Fundamental, a new Artificial Intelligence lab focused on structured enterprise data, has emerged from stealth with a foundation model called Nexus designed to draw insights from the huge quantities of structured data produced by large organizations. The company positions Nexus as a way to bridge older predictive Artificial Intelligence systems with contemporary techniques, aiming to modernize how enterprises analyze massive datasets such as tables and spreadsheets. CEO Jeremy Fraenkel argues that while large language models have been effective with unstructured content like text, audio, video, and code, they perform poorly on structured formats, leaving a major gap in current Artificial Intelligence tooling.

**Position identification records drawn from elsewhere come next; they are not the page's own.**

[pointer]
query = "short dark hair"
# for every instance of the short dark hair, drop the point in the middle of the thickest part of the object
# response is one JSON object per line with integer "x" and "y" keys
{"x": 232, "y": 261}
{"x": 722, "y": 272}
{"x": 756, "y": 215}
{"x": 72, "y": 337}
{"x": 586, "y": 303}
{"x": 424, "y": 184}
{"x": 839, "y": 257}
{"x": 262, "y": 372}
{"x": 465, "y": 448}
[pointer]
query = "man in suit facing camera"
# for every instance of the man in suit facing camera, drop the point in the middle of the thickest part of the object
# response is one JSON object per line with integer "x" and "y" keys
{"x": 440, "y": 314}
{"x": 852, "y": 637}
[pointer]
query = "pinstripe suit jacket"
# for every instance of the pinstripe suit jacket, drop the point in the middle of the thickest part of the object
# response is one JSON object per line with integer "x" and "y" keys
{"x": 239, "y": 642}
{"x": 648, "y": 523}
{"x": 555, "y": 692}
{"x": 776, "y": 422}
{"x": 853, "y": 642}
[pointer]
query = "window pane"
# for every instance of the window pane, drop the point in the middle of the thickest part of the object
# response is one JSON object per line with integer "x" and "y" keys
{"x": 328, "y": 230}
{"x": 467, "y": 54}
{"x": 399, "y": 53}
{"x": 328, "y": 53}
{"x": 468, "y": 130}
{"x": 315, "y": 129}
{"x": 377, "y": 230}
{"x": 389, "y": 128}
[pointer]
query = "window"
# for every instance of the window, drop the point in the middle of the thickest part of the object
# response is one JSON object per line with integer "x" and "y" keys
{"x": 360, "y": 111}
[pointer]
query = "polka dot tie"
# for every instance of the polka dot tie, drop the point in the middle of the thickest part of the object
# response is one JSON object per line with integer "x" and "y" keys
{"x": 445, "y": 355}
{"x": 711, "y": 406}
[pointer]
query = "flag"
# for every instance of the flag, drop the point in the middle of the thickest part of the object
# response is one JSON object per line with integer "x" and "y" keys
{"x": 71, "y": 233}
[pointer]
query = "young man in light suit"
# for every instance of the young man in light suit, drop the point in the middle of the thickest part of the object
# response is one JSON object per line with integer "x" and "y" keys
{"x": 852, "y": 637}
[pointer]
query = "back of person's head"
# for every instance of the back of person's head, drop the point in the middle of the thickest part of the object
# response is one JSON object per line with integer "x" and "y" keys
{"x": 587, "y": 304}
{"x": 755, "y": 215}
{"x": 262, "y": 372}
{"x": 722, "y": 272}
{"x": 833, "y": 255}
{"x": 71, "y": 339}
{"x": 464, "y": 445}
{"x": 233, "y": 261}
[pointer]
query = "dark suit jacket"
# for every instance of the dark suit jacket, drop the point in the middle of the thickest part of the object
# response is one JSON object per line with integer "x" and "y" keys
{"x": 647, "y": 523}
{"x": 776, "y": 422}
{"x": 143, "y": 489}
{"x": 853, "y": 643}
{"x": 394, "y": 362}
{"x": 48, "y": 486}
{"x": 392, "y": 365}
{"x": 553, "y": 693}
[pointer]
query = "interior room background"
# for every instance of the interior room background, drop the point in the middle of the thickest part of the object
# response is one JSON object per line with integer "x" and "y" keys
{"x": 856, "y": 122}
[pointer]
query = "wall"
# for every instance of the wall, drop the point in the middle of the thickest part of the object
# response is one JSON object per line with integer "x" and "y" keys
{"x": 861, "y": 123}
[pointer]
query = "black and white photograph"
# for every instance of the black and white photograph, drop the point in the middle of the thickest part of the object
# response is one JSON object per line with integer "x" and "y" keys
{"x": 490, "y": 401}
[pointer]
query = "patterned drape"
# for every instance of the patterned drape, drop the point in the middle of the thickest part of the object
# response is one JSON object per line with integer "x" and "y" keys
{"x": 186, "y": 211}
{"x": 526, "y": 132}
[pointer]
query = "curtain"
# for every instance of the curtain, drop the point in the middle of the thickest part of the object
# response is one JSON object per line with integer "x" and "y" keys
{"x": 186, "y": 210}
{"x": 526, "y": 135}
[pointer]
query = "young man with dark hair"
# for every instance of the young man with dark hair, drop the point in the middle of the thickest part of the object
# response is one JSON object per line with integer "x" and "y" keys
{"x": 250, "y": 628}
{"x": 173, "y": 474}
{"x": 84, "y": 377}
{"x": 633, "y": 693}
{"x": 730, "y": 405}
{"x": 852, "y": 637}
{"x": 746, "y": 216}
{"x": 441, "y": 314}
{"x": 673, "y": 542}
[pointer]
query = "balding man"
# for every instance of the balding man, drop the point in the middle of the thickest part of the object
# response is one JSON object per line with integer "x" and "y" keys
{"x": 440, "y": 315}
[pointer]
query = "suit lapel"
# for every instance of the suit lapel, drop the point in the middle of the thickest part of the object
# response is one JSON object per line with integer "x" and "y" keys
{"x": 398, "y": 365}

The startup is launching with significant backing from venture investors and strategic partners. The company is emerging from stealth with 255 million in funding at a 1.2 billion valuation, with the bulk of it coming from a recent 225 million Series A round led by Oak HC/FT, Valor Equity Partners, Battery Ventures, and Salesforce Ventures, alongside participation from Hetz Ventures and angel investors including Perplexity CEO Aravind Srinivas, Brex co-founder Henrique Dubugras, and Datadog CEO Olivier Pomel. Fundamental describes Nexus as a large tabular model rather than a large language model, emphasizing that it is deterministic and does not rely on the transformer architecture that defines most contemporary Artificial Intelligence systems, even though it still follows a foundation model lifecycle of pre-training and fine-tuning.
By moving away from transformer-based designs, Fundamental is targeting scenarios where context window limits make it difficult for existing models to reason over extremely large datasets, such as a spreadsheet with billions of rows that are common in large enterprises. Fraenkel contends that using Nexus, enterprises can centralize many predictive and analytical workloads into a single model that can support a wide range of use cases and deliver better performance than legacy algorithms that often require an army of data scientists. That promise has already translated into commercial traction, including seven-figure contracts with Fortune 100 customers and a strategic partnership with AWS that will let customers deploy Nexus directly from existing AWS instances, positioning Fundamental as an infrastructure-level player for enterprise structured data analysis.